= Grenelle agreements =

1968 French government labor agreement

The Grenelle Agreements (Accords de Grenelle) or Grenelle Reports were negotiated 25 and 26 May, during the crisis of May 1968 in France by the representative of the Pompidou government, the trade unions, and the Organisation patronale française. Among the negotiators were Jacques Chirac, then the young Secretary of State of Local Affairs, and Georges Séguy, representative of the Confédération générale du travail.

The Grenelle Agreements, concluded 27 May 1968—but not signed—led to a 35% increase in the minimum wage (salaire minimum interprofessionnel garanti) and 10% increase in average real wages. It also provided for the establishment of the trade union section of business (Section syndicale d'entreprise), through the act of 27 December 1968.

Rejected by the base, the agreements did not immediately solve the social crisis and the strikes continued.
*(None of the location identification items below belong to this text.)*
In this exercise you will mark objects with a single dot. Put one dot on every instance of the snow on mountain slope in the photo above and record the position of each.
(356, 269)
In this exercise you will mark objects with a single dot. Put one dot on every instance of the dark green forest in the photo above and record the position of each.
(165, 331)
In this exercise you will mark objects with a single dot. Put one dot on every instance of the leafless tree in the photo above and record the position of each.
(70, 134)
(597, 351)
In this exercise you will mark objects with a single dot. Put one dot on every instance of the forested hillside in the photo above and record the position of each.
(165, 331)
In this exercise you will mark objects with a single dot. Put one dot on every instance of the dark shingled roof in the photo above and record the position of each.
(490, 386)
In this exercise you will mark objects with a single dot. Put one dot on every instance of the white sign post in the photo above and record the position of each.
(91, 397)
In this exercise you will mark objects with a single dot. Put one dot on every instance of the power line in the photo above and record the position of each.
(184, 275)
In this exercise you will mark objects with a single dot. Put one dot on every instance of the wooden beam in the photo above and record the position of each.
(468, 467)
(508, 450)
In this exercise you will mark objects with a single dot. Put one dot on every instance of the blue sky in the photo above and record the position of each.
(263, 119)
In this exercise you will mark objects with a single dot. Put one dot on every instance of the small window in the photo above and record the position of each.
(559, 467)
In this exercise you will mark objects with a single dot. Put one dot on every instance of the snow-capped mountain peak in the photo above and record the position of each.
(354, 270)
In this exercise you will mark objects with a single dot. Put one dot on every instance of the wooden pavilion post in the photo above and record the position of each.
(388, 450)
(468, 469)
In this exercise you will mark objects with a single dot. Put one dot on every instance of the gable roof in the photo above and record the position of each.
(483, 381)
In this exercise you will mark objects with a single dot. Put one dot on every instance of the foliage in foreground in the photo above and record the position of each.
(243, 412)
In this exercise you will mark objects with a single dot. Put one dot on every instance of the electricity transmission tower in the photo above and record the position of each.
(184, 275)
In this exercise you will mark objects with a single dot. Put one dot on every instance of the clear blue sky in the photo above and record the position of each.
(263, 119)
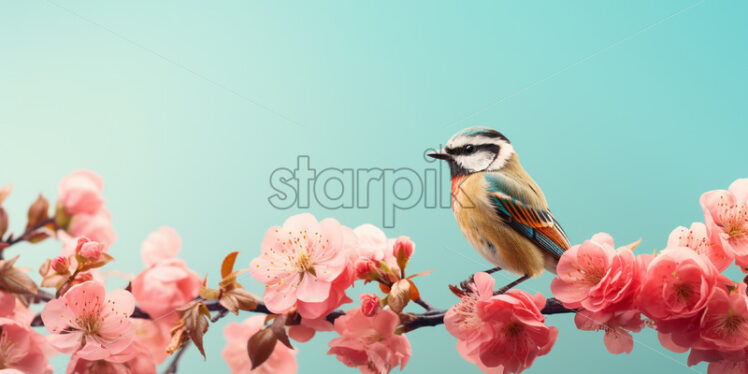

But three days later on 30 May, Charles de Gaulle, back in Paris after meeting with Jacques Massu in Baden-Baden, Germany, the previous day, was confronted by an enormous Gaullist counter-demonstration on Champs-Élysées. He decided to dissolve the National Assembly and to call for elections on 30 June 1968. The triumph of the Gaullists of the UNR (293 of 378 seats) ended the political crisis.

The name Grenelle is taken from the area where the agreements were negotiated, at the Ministry of Social Affairs located on the rue de Grenelle in Paris. The hotel, built in the late 18th century, formerly the Archbishop's Palace, was actually part of the Ministry of Labour since 1905. The "Room of Agreements", named since then, is an old dining room decorated in 18th-century style has been preserved.